18 | MUCİZE

471 20 0
                                    

Günün bitmesine yaklaşık bir dakika kala paylaşarak, geç paylaşma rekorumu kırdım... Erken paylaşacağıma dair söz vermiştim ama işler umduğum gibi gitmedi maalesef ve yine bu saatlere kaldım. En azından gün bitmeden paylaşmayı başardığım için kendimi tebrik ediyor ve size iyi okumalar diliyorum :)

***

Sert bakışlarını üzerimde sabitlemiş anneme doğru temkinle yaklaştım. Beklediğimden kısık çıkan sesimle, "Anne?" diyebildim sadece. Zaten başka bir şey dememe fırsat vermeden elini havaya kaldırıp beni susturmuştu. Bakışlarını, arkamda varlığını hissettiğim Burak'a çevirdi. Nefes alış-verişlerim hızlı ve kesik kesikti. Apartmanın içerisinde, dudaklarımdan çıkan havanın sesi yankılanıyordu. 

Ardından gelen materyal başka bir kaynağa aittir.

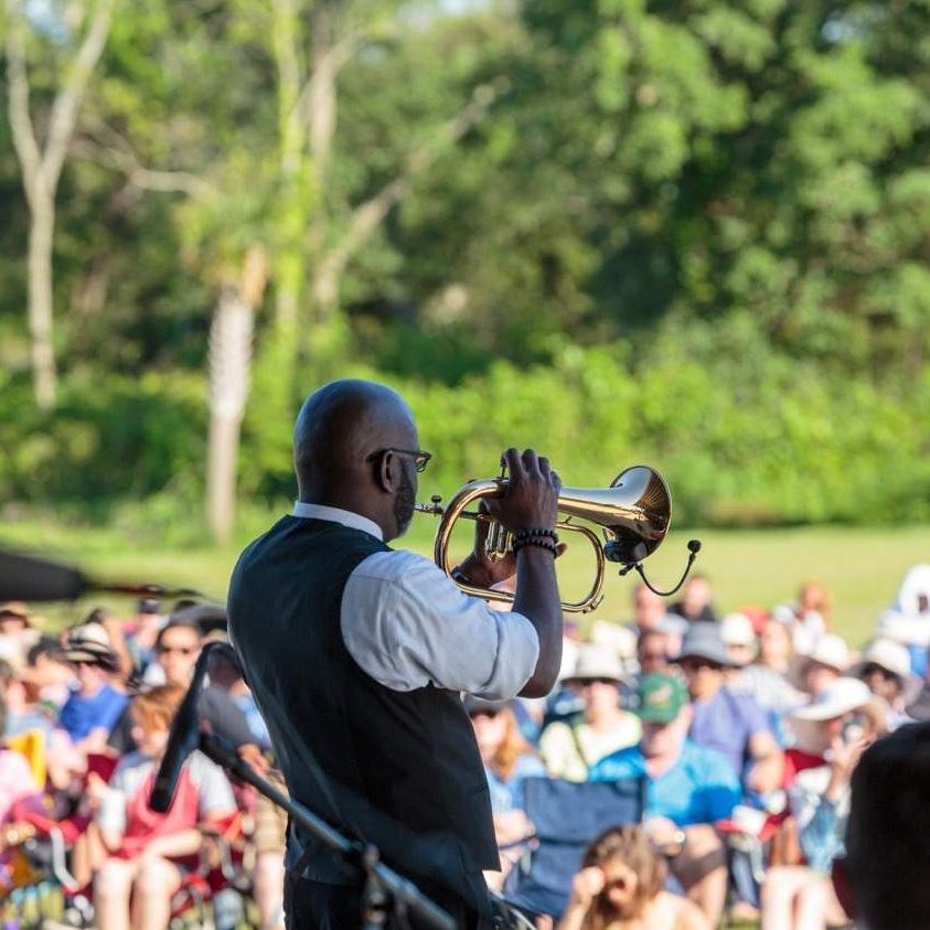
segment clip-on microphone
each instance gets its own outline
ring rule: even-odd
[[[609,546],[609,545],[610,545],[610,543],[607,544],[607,546]],[[607,549],[607,546],[605,546],[605,550]],[[620,577],[622,578],[624,575],[629,575],[630,571],[635,569],[639,573],[640,578],[642,578],[643,584],[654,595],[659,595],[659,597],[663,597],[663,598],[671,597],[673,594],[675,594],[675,591],[678,590],[678,588],[681,588],[682,585],[684,585],[685,579],[687,578],[688,573],[691,571],[691,567],[692,567],[692,565],[694,565],[694,560],[695,560],[695,558],[697,558],[697,554],[701,552],[701,539],[688,539],[687,549],[688,549],[688,557],[687,557],[687,565],[685,566],[685,570],[682,574],[682,577],[678,579],[678,584],[675,585],[674,588],[671,588],[667,591],[660,591],[658,588],[653,588],[652,585],[649,584],[649,578],[645,577],[645,573],[643,571],[643,568],[642,568],[642,559],[637,559],[635,562],[630,562],[627,565],[624,565],[623,568],[620,569],[620,573],[619,573]],[[609,555],[607,557],[610,558]]]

Annem hâlâ Burak'a bakarken bana doğru, "Eve çık." dedi. Sertçe yutkunup, "Anne..." diyecek oldum ki, "Düş önüme." diye tısladı. Sesi ürkütücü bir soğukluktaydı. Dediğini ikiletmedim. Arkama dönüp Burak'a bakamıyordum bile. Bana gergin bakışlar atan arkadaşlarıma doğru ilerledim. Biz önde, annem arkada, cezamın kesileceği evimize çıkıyorduk. 

Vesile kulağıma doğru fısıltıyla, "Cüzdanını kapının önünde düşürmüşsün. Peşinden çıktığını, kapanan kapı sesiyle fark ettik." dedi. Kendi kendime sinirlenerek kısa bir anlığına gözlerimi kapattım. Aptal kafalı kadının tekiydim. 

"Arkasından çıktık ama yetişemedik. İçeriden sesin geliyordu ve son kısmı duydu. Sorduğunda sakın kıvırma." dedi Naile, uyarı mahiyetinde. Yapma be, der gibi yüzüne baktığımda üzülerek omuzlarını kaldırıp indirdi. Halbuki ben aklımda planı kurmuştum. Hasta bir arkadaşı ziyaret ettiğimi söyleyecektim. Yalan değildi ama aptal çenem yüzünden elimde patlamıştı.

Eve girmeden önce ikisi birlikte, "Özür dileriz." diye eklediler, üzgün olduklarını belli eden bir tonda. İkisine de buruk bir gülümsemeyle karşılık verdim. Onların yapabileceği bir şey yoktu sonuçta, engel olmaya çalışmıştılar. Hata tamamen bendeydi. Annemin hemen alt katında bir erkekle buluşmam hataydı. 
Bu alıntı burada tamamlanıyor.